By Brenden Bobby
Reader Columnist
September means one thing: Apples!
It’s harvest season, and America’s favorite red fruit is arriving en masse to a produce department and farmer’s market near you.
You know what they say: “American as apple pie.”
Surprisingly, that’s an incredibly misleading statement, because apples, pie and especially apple pie aren’t American… But they kind of are.
Apples originate from a tree in Asia, Malus sieversii, which still grows to this day in the wild; from there, they were bred, grafted and traded to European countries where they rapidly evolved into an unrecognizable (and delicious) fruit.
We believe that pies were first made by the Greeks, the progenitors of modern democracy.

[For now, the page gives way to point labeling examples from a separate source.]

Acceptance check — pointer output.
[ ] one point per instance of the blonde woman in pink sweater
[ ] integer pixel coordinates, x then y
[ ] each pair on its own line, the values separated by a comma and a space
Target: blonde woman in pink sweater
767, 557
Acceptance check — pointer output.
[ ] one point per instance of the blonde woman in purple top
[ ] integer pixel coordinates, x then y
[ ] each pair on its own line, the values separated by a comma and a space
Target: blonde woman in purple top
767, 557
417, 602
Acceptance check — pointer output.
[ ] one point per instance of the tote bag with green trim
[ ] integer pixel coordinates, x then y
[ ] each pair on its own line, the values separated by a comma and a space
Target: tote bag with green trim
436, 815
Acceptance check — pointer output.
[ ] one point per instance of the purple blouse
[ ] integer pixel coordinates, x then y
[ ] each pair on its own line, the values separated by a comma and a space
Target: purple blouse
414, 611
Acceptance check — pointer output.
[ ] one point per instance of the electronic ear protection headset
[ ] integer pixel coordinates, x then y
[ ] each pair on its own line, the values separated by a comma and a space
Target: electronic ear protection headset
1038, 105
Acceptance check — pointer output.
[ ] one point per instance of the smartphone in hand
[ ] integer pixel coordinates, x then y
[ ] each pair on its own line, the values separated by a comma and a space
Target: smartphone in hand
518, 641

Historians have found an apple pie recipe from Europe originating in the 1300s, oddly requesting figs as a filler.
So, how exactly is apple pie American?
Americans take things and change them into new forms, sometimes leaving them unrecognizable, but usually better in the process.
We took apple pie from relative obscurity, changed the filling, took out the figs and morphed it into a worldwide phenomenon, just like we did with apples (think: Honeycrisp, Pink Lady and Red Delicious), and of course, democracy (um, hello, 1776 is calling.).
Now that I’ve got you all jacked up and inspired talking about an obscure link between American liberty and lethal amounts of sugar, let’s talk about apples!
The Red Delicious is the most iconic apple in all the western hemisphere. It’s the apple you see on a teacher’s desk.
Ironically, after so many generations of breeding it for shelf-life and looks, we bred all the flavor out of it!
Red Delicious apples are real workhorses, and legend has it the original tree was thought to be a nuisance and was cut down twice, only to regrow a third time and birth the legendary fruit. It’s a shame the legendary fruit doesn’t taste so good anymore.
Fuji apples have a fun story behind them, too. These are one of the most common types of very sweet apples found at the grocery store, now. They were developed in Japan in the 1930s from two American breeds of apple: Red Delicious and the Virginia Ralls Janet. This was a really tense time for Japan and the United States, as the powers were expressing real animosity and friction toward one another in the lead-up to Pearl Harbor.
The Fuji apple best represents the reconstruction, the two countries coming together and sharing a literal fruit of their labors, and the world was a better place for it in the end!
Honeycrisp apples are a favorite of the northern and northwestern states. It was bred in Minnesota, land of the everything-is-frozen, and it was designed to be very cold resistant. It turns out Minnesota wasn’t the only state that loved the Honeycrisp, and it migrated west. Several farms in Washington bring delicious Honeycrisp apples to Sandpoint every year.
In my opinion, Honeycrisp apples make some of the best cider money can buy, since it’s a little bit sweet, a little bit tart, and it’s a pretty big apple.
Try buying them out of season and it’ll lighten your wallet real fast, though! I’ve seen them go for $7 a pound in the middle of summer. Oo-ie!
Granny Smith is another iconic apple. It’s about as green as it gets, and is one of the most tart apples available. The Granny Smith is an Australian apple, started on the farm of Maria Ann Smith. Story is, she found a sapling where she would dump her crab apples, and it would grow up to give apples that were perpetually green.
Due to the tartness of Granny Smith apples, they’re a popular apple when making cider to balance the sweetness out. They’re also incredible in apple pies- Just don’t forget to add sugar!
Of all the apples we claim as our own, and ones we borrow from other countries, there is only one apple native to America, and that’s the crabapple.
Truth be told, I couldn’t find much more information than that, I’m guessing because we don’t often use it for mass consumption!
I have a crab apple tree, and it makes some of the most foul-tasting apples I’ve ever eaten until I throw them into a crust and bake them.
Apples, like peaches, are in the same family as roses. I imagine they’re more closely related to the little pink and white wild roses we find blooming around here than the cultivated variety in our gardens.
It surprised me to know that China produced more apples than … well, pretty much the rest of the world combined. As few as three years ago, China produced at least 37 million tons of apples, while the US, the next biggest producer, produced around 4 million tons. That’s an immense gulf of difference, yet no one says “as Chinese as apple pie!”
I hope you learned something, today! And if you didn’t, I hope you at least had a nice mug of cider.